Weekend Reading: Points, Planes, and Permission to Spend Edition

I’ve long been a fan of rewards credit cards and the points-and-miles game. In 2019, we redeemed nearly a million points for a 32-day trip to Scotland and Ireland – Aeroplan flights for four, and five-night stays at the Sheraton Edinburgh and the Westin Dublin, all “free” thanks to Marriott Bonvoy.
Then came the 2022 “revenge travel” year, when we flew business class to Rome in April, London in July, and Paris in October. It all sounds incredible – and it was – but it was also a learning experience.
Our 2019 “milk run” flights (Calgary–Chicago–Edinburgh, arriving at 6:30 a.m.) were 17-hour marathons from the back of the plane. Even the business class redemptions had their misses: a “mixed cabin” itinerary with one leg so uncomfortable that a fellow passenger quipped, “It’s like sitting on a park bench!”
Six years later, I’m over valuing free over convenient. No more red-eyes, no more connections, no more park-bench flights. These days, I’ll happily pay for comfort and direct routes – even better when a sale or points top-up makes it feel like a deal.
Related: The credit card combo you’ve been sleeping on
WestJet’s long-haul direct flights out of Calgary have become my go-to, and while the rewards aren’t as rich as Aeroplan, Gold status for two years isn’t bad either.
So how does this apply to you?
I’ve had clients agonize over redeeming points for travel, even when their financial plans show more than enough capacity to spend. They’ve internalized the same habit I once had: chasing “value” so hard that they forgot to enjoy what they’d already earned.
If your retirement plan says you’ll die with a $4 million estate and a $1.5 million TFSA, but you’re losing sleep over a $5,000 trip – it’s time for a mindset shift. Book the flight. Upgrade your seat. Stay somewhere you’ll remember.
Because the goal isn’t to die with the most points or the biggest account balance. It’s to turn your wealth into meaningful experiences today and throughout retirement.
This Week’s Recap:
Last weekend reading I shared what the perfect financial plan might look like.
Then I told you how to turn up the dial and actually enjoy spending money in retirement.
Finally, I updated my annual post on how to crush your RRSP contributions next year by using the T1213 form.
Thanks to Lisa Jackson for including my advice in her latest article for Neo Financial on saving versus borrowing for a large expense.
Weekend Reading:
Should you just buy stocks until you die?
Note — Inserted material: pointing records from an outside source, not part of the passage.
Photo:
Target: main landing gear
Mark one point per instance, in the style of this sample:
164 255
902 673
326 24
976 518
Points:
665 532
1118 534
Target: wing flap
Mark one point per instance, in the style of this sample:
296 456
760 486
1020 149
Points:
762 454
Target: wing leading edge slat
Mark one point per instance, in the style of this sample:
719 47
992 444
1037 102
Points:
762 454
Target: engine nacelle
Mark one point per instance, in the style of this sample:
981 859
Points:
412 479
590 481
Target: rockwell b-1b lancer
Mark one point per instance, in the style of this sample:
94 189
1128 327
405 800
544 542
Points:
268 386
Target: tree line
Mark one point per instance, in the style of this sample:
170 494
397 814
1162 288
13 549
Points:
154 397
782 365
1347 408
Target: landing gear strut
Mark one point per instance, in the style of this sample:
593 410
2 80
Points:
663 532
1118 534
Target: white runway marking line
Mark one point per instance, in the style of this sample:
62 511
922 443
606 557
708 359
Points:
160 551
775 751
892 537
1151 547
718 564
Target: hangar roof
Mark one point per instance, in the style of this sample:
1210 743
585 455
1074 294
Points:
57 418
Wall Street Journal columnist Jason Zweig looks at Scott Cederburg’s updated research on the optimal portfolio (100% global stocks).
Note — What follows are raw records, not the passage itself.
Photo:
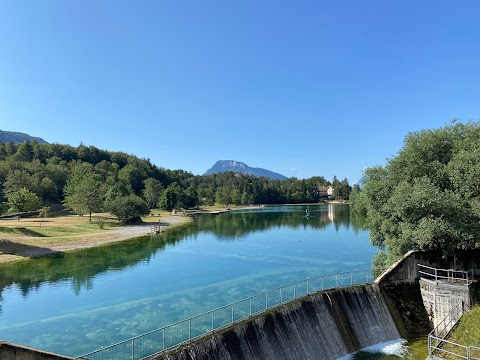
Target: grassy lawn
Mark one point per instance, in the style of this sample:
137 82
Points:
55 226
467 333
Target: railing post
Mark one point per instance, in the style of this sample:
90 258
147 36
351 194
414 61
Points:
189 329
429 347
133 349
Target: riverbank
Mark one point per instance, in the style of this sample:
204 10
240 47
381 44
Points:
32 237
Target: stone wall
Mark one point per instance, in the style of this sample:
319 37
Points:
325 325
9 351
406 269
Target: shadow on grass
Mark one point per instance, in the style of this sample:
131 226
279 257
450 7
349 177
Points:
14 248
21 231
27 232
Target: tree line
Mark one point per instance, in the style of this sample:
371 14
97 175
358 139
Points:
87 179
427 197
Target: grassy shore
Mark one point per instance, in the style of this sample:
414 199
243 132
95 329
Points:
467 333
32 237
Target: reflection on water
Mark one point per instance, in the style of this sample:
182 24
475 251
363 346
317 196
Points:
79 301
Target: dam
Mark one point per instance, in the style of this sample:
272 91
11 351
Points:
324 324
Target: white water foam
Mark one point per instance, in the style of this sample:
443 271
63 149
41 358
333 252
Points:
396 347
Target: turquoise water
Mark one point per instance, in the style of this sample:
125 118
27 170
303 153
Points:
81 301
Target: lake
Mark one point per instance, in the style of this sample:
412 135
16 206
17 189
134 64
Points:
83 300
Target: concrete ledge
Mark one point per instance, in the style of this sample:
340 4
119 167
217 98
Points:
9 351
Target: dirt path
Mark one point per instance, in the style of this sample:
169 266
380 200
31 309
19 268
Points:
14 247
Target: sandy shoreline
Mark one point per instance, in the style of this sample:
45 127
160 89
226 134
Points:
15 247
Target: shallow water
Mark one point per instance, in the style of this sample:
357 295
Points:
83 300
416 349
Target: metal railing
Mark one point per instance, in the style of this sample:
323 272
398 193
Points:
458 277
438 337
151 344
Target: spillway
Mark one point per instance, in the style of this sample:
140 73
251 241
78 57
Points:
326 325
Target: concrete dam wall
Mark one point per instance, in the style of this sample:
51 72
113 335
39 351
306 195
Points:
325 325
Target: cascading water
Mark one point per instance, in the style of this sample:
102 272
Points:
325 325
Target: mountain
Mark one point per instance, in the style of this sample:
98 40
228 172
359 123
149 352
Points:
239 167
16 137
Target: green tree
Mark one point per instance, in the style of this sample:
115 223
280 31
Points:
223 196
152 192
24 152
82 194
428 196
169 198
23 200
129 208
43 213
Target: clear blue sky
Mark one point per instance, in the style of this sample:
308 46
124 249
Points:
302 88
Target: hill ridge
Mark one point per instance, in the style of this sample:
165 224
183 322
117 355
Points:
240 167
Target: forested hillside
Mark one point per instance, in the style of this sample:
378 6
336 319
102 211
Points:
87 179
17 137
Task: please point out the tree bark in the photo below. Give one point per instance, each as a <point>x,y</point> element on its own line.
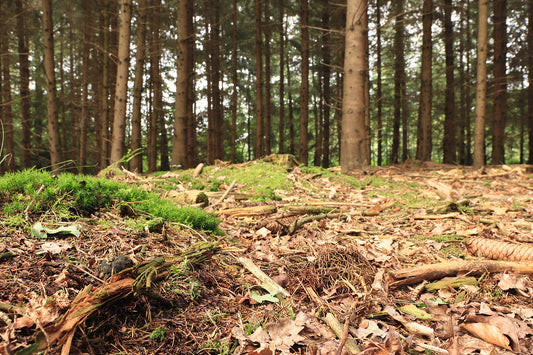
<point>51,96</point>
<point>281,126</point>
<point>354,154</point>
<point>24,67</point>
<point>326,81</point>
<point>6,92</point>
<point>304,88</point>
<point>500,83</point>
<point>399,78</point>
<point>121,87</point>
<point>179,139</point>
<point>136,163</point>
<point>481,85</point>
<point>449,148</point>
<point>259,136</point>
<point>424,116</point>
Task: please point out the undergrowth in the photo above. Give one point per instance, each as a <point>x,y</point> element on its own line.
<point>68,196</point>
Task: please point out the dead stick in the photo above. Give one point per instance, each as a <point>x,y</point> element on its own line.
<point>415,275</point>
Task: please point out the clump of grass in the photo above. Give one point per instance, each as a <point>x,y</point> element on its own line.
<point>37,192</point>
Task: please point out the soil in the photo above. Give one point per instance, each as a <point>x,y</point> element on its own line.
<point>336,255</point>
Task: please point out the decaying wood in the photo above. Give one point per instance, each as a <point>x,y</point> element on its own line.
<point>499,250</point>
<point>415,275</point>
<point>267,283</point>
<point>337,328</point>
<point>247,211</point>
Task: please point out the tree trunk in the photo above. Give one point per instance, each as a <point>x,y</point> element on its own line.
<point>281,126</point>
<point>235,82</point>
<point>6,92</point>
<point>51,98</point>
<point>354,148</point>
<point>379,92</point>
<point>326,87</point>
<point>179,139</point>
<point>136,163</point>
<point>424,115</point>
<point>259,136</point>
<point>82,157</point>
<point>399,78</point>
<point>268,86</point>
<point>530,81</point>
<point>481,85</point>
<point>103,137</point>
<point>449,148</point>
<point>500,83</point>
<point>24,85</point>
<point>304,88</point>
<point>121,87</point>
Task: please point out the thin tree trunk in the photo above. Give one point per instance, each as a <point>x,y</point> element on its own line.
<point>304,88</point>
<point>399,67</point>
<point>234,83</point>
<point>51,101</point>
<point>179,141</point>
<point>268,86</point>
<point>354,154</point>
<point>326,87</point>
<point>121,87</point>
<point>136,163</point>
<point>281,126</point>
<point>500,83</point>
<point>259,140</point>
<point>6,93</point>
<point>82,158</point>
<point>481,86</point>
<point>424,134</point>
<point>379,92</point>
<point>24,67</point>
<point>449,148</point>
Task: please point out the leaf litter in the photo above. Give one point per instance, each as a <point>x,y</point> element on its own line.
<point>394,260</point>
A fascinating look at the global market portfolio, which is still comprised of 49% global stocks, despite the rise of gold, crypto, and private equity.
An important and timely piece by Preet Banerjee on how the rapid rise of sports gambling is dangerous to our financial well-being (and societal health).
Speaking of danger to your financial well-being, Ben Felix is taking on covered calls once again to address “serious errors” that investors are making about these products:
Remember April 8th, 2025? Markets were reeling from the tariff announcements and the S&P was down 15%. Fast-forward to this week and the S&P is up nearly 18% on the year while international markets are up 29% and emerging markets are up nearly 35% year-to-date. Ben Carlson says that staying the course worked again. I agree.
Hope springs eternal, but outperformance is rare. Exploring the myth of the stock picker’s market.
Figuring out where you land on the maximizer/satisficer continuum could save you some time and money. Christine Benz makes the case for the good enough portfolio.
“Before you go down the maximizer rabbit hole, take a step back and ask yourself: Am I cut out for this? Do I enjoy spending time this way? Or will “good enough” decisions achieve a similar result with much less time and hassle?”
America hasn’t had a “real” recession since 2009. Here’s Ben Carlson once again musing on what happens in the next recession.
Please don’t do this: What happens if you sell real estate to a family member for a dollar?
Finally, here’s a wild look at how the Toronto condo bubble burst.
Have a great weekend, everyone!
Funny you are raising the topic of splurging in retirement with better airline seats for the second week in a row! I was tempted to comment last with with similar feedback … Sometimes, especially for time rich retirees, the splurge doesn’t have to be about the seat upgrade. For my husband and I, a direct flight, or a mid day short haul flight wins out every time. These are always worth the extra couple hundred dollars over the long travel days due to multiple connections and 3 am wake ups to catch that 6am flight.
Instead of spending the big bucks on business class seats for a few hours of comfort, we prioritize the dollars towards a more comfortable month long stay in an Airbnb.